Departments of Pharmacological Sciences and Oncological Sciences, Icahn School of Medicine at Mount Sinai , New York, New York 10029, United States.
Chem Rev. 2018 Feb 14;118(3):989-1068. doi: 10.1021/acs.chemrev.6b00801. Epub 2017 Mar 24.
Post-translational modifications of histones by protein methyltransferases (PMTs) and histone demethylases (KDMs) play an important role in the regulation of gene expression and transcription and are implicated in cancer and many other diseases. Many of these enzymes also target various nonhistone proteins impacting numerous crucial biological pathways. Given their key biological functions and implications in human diseases, there has been a growing interest in assessing these enzymes as potential therapeutic targets. Consequently, discovering and developing inhibitors of these enzymes has become a very active and fast-growing research area over the past decade. In this review, we cover the discovery, characterization, and biological application of inhibitors of PMTs and KDMs with emphasis on key advancements in the field. We also discuss challenges, opportunities, and future directions in this emerging, exciting research field.

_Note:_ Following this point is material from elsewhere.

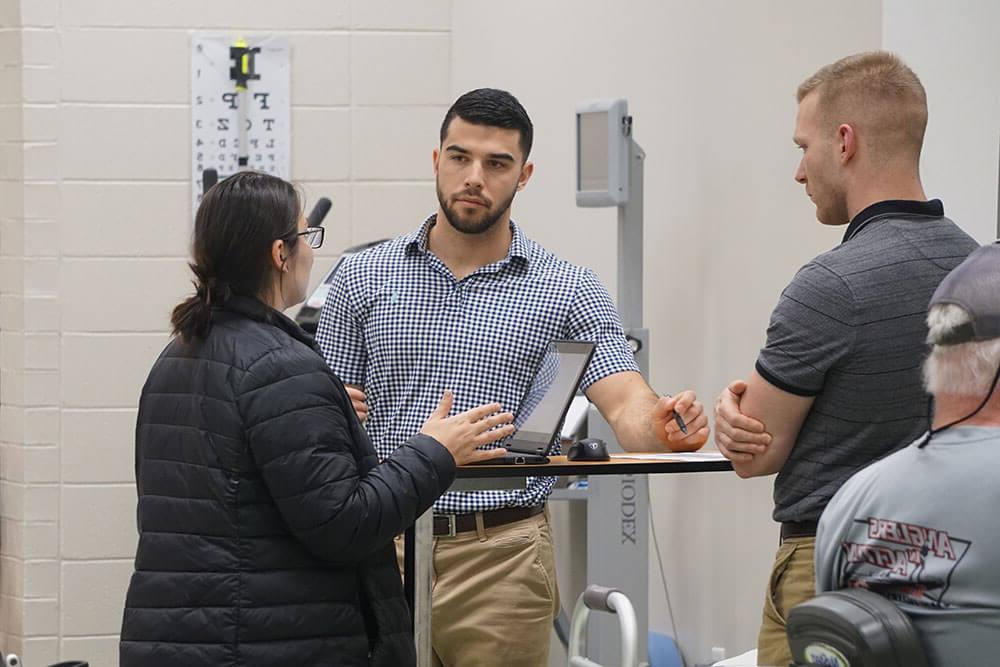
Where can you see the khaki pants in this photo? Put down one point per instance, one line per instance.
(793, 580)
(494, 595)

组蛋白的翻译后修饰由蛋白质甲基转移酶(PMTs)和组蛋白去甲基化酶(KDMs)完成,在基因表达和转录的调控中发挥着重要作用,并且与癌症和许多其他疾病有关。这些酶中的许多还靶向各种非组蛋白蛋白,影响许多关键的生物学途径。鉴于它们的关键生物学功能和在人类疾病中的意义,评估这些酶作为潜在治疗靶点的兴趣日益浓厚。因此,在过去十年中,发现和开发这些酶的抑制剂已成为一个非常活跃和快速发展的研究领域。在这篇综述中,我们介绍了 PMTs 和 KDMs 抑制剂的发现、表征和生物学应用,重点介绍了该领域的主要进展。我们还讨论了这一新兴、令人兴奋的研究领域的挑战、机遇和未来方向。